Via Smart Growth Around America:
If the king tells you to ‘jump!’ you say, ‘how high?’ And when Warren Buffett tells you to buy something you say ‘how much?’ So when Buffet, one of the kings of investing, starts putting his money into freight railroads, financial analysts take note. Michael Sivy of CNN Money correctly observes some of the competitive advantages of rail moving forward into an age of high energy costs and the need to reduce emissions and overall consumption:
Railroads are far more energy-efficient than their competition. Locomotives today get 80% more mileage from a gallon of diesel than they did in 1980. As a result, trains consume far less fuel than trucks do to move the same amount of freight. That not only saves on costs, it reduces emissions of greenhouse gases. In fact, the Environmental Protection Agency calculates that for distances of more than 1,000 miles, using trains rather than trucks alone reduces fuel consumption and greenhouse gas emissions by 65%.
This amplifies the trend that the Wall Street Journal covered at length a few weeks ago (covered in this entry) about the increasing use of rail for freight nationally. A downside of more railway freight can be more competition for track space, which is shared with passenger rail in most places.
As airways and airports become more and more congested, with reliable on-time travel becoming a thing of the past, I wonder when we might see the same sort of renaissance of passenger rail. Whether moving goods or moving people, it takes a fraction of the fuel and resulting emissions to move a load of people from D.C. to New York on a train compared with a jetliner.
A respected investor who predicted the internet bubble bursting sees investments in rail to be a smart proposition. Eric Janszen spoke with Wired about transitioning from an economy based on the traditional models of finance, insurance, and real estate — all currently slowing down or crashing in front of our eyes — and into massive investments in ‘clean tech:’
Janszen: … You could create a process that gradually forced a lot of relatively painless transition without wrecking the economy.
Wired: What types of infrastructure changes would be part of that transition?
Janszen: Transportation.
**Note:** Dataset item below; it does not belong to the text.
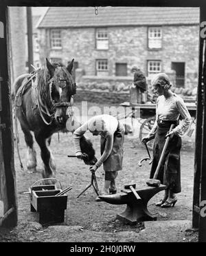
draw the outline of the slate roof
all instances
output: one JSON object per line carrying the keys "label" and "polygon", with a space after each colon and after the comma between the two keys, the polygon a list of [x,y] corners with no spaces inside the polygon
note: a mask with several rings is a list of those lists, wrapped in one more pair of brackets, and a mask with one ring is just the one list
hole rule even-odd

The big capital-intensive effort is high-speed rail. You need government to get its act together to pull something off. I’m also proposing public-private corporations that have the deep pockets of government but the obligations to shareholders of a private corporation. There are going to be market mechanisms, so you don’t end up years late and billions of dollars over budget.
I don't think that I would put too much stock (stock, get it) into Mr. Buffet's interest in commercial rail companies. Although i'm sure that Buffett knows what he's doing, rail freight, as it exists today, is a terribly inefficient method of transporting freight from point A to B. Put something on a train today and watch your cargo sit on a rail siding for weeks on end until the rail company gets around to it. Good luck telling your customer that his cargo will get there, "whenever Canadian Pacific get around to it". In this day and age of "just in time delivery" commercial rail is the stagecoach. If your are looking for a more fuel efficient method of transportation, fine. But I would find it a bit of a stretch to use Buffett's interest in commercial freight companies as an example of a shift in transportation methods.
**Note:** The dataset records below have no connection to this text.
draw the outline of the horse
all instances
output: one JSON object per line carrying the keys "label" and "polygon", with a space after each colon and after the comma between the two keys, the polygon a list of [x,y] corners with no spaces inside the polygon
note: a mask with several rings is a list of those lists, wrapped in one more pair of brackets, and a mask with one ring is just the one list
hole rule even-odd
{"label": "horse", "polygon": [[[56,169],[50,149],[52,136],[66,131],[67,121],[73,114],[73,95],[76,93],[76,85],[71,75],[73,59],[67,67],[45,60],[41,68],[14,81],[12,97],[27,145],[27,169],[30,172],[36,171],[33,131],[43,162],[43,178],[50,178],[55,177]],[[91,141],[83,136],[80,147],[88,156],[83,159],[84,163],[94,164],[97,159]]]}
Posted by: Josh Strupp | April 13, 2008 at 10:01 AM
Josh, I would be interested to know the basis for your "terribly inefficient method" theory. That may be true in AMERICA, but look at railroad (for people and products) in almost any other developed country where the oil lobby doesn't set policy.
I hope you aren't looking at this the way Milwaukee looks at bus service: We strangled it, so now it's unworthy of improvement.
Posted by: John Michlig | April 13, 2008 at 10:58 AM
I'm torn on this, because while I have to acknowledge Warren Buffett's genius when it comes to investing, American rail has typically lagged behind its counterparts in other parts of the world - Europe, for instance - and I'm just not sure if I buy what Warren Buffett's selling.
Posted by: Zach W. | April 13, 2008 at 11:43 AM
Not knowing Josh's own (first person?) experience it's hard to question it.
As a regular customer of rail service my experience has been quite the opposite. There may be some stickiness at times but it is usually coming out of Long Beach and has more to do with port logisitics and capacity.
Rail is certainly positioned to make a major comeback for long hauls and companies with a multimodal capability should do very nicely.